Успешный учёный и бизнесмен, руководитель еврейской общины Лимбурга[9], Бенойт Весли родился в августе 1945 года. Воспоминания о Холокосте и боль потерь всегда присутствовали в его отчем доме. Он рано понял, что у его родителей свой особый взгляд на мир, с которым ему необходимо считаться.
Бенойт Весли, 2018 год
«Хотя я был во многом не согласен с ними, некоторые их абсурдные идеи, страхи и комплексы передались и мне. Я нёс на себе груз их прошлого. Со временем это бремя не стало меньше — напротив, с возрастом я стал яснее понимать, что им пришлось пережить, и глубже ощущать, как это повлияло на меня. Впрочем — как не странно это звучит — их страшный опыт сыграл в моей жизни и положительную роль, став мотивацией к карьерному росту. Во время церемонии присвоения мне титула почётного доктора наук я неожиданно для себя сказал: ‘Cвою диссертацию я посвящаю брату, погибшему в газовой камере’. Потом я долго думал: откуда взялись эти слова? Я не готовил их заранее. И я понял, что так много и усердно учился и работал не только из-за собственных амбиций, а также из-за чувства долга перед отцом и матерью. И ещё — перед умершим братом. Я трудился с удвоенной силой и добился двойного успеха: для себя и для него».
ЛИТЕРАТУРА
-
Rosalie Anstadt en Adriaan Rottenberg ‘Kinderen die alles moesten goedmaken’, Amsterdam, JMW, 2008
B. Abells ‘The Childeren We remember’ New York, Green Willow Books, 1982
Bergnman, M.Jucovy ‘Genirations of the Holocaust’, New York, Basic Books, 1982
Ayalon, Ofra, J. Eitinger, J. Lansen, A. Sunier ‘The holocaust and its perseverance., Stress, coping and disorder’ Assen, Van Gorcum, 1983
Нидерландские СМИ
[1] Восстание в Собиборе 14 октября 1943 года, организованное Александром Печерским и Леоном Фельдхендлером, стало единственным успешным массовым побегом узников из нацистских концлагерей. Восставшие убили двенадцать эсэсовцев и несколько охранников-украинцев, однако им не удалось завладеть оружейным складом. Из 550 заключенных трудового лагеря около 400 бежали. Охрана открыла огонь по беглецам, 80 человек были расстреляны или подорвались на минах. Все оставшиеся в лагере были убиты немцами на следующий день. Из бежавших из Собибора 53 человека дожили до победы.

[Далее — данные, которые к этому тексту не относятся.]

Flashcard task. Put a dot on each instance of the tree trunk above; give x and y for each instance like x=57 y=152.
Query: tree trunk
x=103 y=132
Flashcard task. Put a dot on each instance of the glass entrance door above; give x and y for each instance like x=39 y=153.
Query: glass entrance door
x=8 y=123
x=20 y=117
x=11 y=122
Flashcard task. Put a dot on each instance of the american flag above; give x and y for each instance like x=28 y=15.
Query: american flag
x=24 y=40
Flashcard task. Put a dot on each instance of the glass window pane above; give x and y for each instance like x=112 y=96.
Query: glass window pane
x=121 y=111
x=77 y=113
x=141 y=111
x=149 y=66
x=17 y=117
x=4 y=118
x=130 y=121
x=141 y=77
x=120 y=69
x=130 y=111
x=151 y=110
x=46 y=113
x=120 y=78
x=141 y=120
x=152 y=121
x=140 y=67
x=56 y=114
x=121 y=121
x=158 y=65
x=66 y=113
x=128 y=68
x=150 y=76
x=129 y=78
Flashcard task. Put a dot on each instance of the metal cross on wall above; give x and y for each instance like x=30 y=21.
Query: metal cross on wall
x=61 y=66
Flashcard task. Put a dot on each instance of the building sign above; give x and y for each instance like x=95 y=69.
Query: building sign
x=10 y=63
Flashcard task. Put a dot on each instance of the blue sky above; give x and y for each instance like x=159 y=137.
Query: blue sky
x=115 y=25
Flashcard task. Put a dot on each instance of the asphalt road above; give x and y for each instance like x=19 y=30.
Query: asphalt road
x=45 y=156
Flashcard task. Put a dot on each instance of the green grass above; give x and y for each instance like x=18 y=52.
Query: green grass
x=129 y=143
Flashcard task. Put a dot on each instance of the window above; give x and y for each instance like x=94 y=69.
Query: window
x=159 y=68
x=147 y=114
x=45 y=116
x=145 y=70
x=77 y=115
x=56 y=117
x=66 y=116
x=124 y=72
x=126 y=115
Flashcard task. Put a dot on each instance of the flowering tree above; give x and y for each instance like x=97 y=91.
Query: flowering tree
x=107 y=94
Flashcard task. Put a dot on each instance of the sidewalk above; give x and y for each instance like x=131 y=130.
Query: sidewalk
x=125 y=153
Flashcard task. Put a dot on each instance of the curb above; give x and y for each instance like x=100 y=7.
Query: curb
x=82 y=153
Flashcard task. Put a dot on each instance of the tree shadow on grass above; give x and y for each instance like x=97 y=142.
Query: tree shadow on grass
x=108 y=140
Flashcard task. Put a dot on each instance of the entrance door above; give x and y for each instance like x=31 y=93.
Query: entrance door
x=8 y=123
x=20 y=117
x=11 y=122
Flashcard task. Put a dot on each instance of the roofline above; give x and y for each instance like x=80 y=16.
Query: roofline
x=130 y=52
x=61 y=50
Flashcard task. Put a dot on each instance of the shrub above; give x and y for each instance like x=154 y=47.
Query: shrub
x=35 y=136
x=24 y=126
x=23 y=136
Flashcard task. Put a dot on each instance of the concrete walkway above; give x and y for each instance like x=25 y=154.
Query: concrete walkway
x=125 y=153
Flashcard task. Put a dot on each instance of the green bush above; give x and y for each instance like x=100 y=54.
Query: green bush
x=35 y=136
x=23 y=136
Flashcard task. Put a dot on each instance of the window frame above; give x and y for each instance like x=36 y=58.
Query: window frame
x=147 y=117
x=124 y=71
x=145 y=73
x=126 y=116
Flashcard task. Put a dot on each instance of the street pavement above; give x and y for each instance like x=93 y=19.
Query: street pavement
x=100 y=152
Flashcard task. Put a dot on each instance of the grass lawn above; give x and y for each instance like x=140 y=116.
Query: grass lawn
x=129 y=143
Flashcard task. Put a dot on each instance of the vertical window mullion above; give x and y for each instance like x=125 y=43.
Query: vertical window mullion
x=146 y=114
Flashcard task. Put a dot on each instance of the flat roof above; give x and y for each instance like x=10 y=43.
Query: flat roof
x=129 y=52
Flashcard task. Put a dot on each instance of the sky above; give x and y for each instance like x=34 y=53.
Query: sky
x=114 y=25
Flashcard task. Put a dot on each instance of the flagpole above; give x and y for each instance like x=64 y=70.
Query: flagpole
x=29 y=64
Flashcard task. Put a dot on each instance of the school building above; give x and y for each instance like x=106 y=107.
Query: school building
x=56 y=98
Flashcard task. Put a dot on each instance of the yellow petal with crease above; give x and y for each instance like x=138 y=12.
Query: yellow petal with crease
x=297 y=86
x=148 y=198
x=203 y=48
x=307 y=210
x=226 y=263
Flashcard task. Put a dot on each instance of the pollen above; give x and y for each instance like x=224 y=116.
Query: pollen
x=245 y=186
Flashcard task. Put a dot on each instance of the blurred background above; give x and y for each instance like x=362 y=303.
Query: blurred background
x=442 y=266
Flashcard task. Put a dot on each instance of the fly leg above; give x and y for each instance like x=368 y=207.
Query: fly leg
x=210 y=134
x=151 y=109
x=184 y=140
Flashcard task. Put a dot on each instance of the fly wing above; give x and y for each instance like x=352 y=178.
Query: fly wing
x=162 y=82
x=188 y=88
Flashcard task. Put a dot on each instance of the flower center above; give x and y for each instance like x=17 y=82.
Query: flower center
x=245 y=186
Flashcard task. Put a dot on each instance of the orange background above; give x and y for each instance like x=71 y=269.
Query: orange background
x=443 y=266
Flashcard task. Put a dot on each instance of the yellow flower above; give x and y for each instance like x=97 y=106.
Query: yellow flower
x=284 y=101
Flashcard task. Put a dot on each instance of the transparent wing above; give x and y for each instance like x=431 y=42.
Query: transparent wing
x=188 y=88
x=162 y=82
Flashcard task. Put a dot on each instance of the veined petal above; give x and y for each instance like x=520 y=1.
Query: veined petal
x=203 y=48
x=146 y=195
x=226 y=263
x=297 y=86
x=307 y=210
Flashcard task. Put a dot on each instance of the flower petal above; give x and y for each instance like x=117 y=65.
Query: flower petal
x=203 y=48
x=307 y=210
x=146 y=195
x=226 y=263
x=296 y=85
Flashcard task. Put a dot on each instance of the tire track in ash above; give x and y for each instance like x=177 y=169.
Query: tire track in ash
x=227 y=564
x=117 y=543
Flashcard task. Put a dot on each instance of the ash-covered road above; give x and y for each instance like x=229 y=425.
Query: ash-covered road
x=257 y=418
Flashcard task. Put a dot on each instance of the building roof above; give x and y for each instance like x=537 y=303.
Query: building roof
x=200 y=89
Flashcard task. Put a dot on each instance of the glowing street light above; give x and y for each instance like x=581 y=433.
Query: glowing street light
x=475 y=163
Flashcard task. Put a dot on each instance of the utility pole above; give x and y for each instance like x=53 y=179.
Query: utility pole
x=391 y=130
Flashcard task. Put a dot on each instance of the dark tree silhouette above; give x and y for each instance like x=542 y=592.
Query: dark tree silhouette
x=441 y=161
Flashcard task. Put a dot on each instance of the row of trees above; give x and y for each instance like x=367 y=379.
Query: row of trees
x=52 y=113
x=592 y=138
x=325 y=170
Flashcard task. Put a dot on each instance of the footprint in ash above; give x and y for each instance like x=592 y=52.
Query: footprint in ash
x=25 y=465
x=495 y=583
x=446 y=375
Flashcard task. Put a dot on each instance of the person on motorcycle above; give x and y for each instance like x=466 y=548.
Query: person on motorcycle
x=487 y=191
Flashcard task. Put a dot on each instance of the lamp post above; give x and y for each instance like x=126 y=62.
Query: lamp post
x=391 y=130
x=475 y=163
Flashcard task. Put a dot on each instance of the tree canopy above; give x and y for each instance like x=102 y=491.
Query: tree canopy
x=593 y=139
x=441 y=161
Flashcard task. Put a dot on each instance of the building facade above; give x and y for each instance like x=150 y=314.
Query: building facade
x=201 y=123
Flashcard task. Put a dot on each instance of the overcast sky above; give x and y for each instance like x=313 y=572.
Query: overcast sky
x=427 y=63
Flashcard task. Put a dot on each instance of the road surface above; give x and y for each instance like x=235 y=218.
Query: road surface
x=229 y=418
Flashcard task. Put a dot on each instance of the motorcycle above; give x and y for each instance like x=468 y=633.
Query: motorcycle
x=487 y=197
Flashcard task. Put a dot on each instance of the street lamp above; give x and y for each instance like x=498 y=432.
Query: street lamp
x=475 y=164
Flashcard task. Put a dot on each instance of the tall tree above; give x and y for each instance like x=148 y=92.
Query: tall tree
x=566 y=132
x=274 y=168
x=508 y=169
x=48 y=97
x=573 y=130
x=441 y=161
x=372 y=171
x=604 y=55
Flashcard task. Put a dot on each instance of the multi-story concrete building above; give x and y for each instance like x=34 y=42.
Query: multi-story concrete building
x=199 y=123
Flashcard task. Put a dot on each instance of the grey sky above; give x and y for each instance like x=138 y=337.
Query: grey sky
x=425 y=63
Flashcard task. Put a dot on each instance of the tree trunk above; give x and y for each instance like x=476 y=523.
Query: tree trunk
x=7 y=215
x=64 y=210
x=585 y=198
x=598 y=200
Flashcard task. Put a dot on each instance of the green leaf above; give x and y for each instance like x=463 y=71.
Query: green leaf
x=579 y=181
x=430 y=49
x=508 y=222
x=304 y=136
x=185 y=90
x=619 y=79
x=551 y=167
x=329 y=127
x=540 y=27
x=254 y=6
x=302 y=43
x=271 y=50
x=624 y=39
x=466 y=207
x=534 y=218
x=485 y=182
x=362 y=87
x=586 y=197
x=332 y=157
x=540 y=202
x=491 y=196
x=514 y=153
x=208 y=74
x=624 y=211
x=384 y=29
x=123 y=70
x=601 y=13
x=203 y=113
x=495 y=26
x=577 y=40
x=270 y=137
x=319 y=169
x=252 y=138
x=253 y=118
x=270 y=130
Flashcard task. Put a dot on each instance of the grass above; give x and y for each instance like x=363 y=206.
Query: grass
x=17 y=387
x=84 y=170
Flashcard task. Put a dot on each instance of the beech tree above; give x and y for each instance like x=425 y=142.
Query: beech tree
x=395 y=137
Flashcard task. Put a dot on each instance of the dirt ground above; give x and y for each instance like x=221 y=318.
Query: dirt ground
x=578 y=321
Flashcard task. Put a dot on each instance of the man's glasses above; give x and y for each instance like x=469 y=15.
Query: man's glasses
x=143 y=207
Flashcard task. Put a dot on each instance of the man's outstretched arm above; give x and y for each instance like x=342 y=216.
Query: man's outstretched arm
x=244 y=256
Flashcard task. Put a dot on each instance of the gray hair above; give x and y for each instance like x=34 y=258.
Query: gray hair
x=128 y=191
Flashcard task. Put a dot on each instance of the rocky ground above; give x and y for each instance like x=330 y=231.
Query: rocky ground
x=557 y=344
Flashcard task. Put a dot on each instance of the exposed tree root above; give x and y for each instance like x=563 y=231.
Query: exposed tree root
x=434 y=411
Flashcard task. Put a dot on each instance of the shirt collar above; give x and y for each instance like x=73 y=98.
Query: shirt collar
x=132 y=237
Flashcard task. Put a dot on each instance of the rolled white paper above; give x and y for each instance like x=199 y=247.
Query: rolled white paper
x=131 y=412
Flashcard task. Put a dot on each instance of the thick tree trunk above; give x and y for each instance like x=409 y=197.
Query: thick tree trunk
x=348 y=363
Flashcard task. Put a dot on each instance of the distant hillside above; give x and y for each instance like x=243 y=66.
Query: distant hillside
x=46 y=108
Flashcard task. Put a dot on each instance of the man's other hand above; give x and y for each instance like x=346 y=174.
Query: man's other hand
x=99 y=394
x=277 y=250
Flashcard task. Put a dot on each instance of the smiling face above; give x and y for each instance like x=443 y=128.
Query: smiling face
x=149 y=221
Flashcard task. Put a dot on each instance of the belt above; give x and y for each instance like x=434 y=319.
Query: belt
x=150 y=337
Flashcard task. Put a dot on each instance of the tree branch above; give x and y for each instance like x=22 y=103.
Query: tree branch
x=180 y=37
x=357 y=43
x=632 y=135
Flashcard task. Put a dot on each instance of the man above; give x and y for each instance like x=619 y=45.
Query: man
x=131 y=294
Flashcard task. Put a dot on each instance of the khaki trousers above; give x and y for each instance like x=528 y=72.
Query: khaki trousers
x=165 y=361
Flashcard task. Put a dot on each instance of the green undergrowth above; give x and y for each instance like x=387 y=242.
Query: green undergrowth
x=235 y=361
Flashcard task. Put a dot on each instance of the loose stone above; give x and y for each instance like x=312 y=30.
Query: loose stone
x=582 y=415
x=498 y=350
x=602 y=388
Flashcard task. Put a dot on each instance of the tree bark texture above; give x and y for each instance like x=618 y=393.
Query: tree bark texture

[2] Подробнее о Сельме и Хаиме можно прочитать в моей статье по этой ссылке: http://berkovich-zametki.com/2013/Zametki/Nomer9/Mogilevskaja1.php
[3] В апреле 2010 года Сельма Вейнберг вместе с внучкой Таган приехала в Нидерланды по приглашению правительства. 12 апреля, ровно 65 лет после освобождения лагеря Ветерборк, министр здравоохранения Аб Клинк вручил ей орден и принёс извинения за неподобающее отношение послевоенных властей к ней и её мужу.
[4] Яп ван Праг (1910-1987) с 1964 года и до своей смерти был председателем футбольного клуба Аякс. С 1989 по 2003 год эту должность занимал его сын Михаэл.
[5] Эвелин Ганс (Evelien Gans, 1951-2018) всю жизнь занималась историей евреев и иудаизма. Провела исследование о причинах послевоенного антисемитизма. Страдала депрессией. В возрасте 67 лет покончила собой.
[6] Тамара Бенима (Tamarah Benima, 1950) нидерландская журналистка, писательница и переводчица. С 2008 года раввин в трёх общинах.
[7] Вюгт (Vugt) был одним из трёх концентрационных лагерей, располагавшихся в Нидерландах во время нацистской оккупации.
[8] Согласно указу военных властей Нидерландов все сотрудники медучреждений и члены их семей освобождались от депортации. Этот указ исполнялся далеко не всегда, а в 1943 году был и вовсе отменён.
[9] Лимбург — провинция на юго-востоке Нидерландов.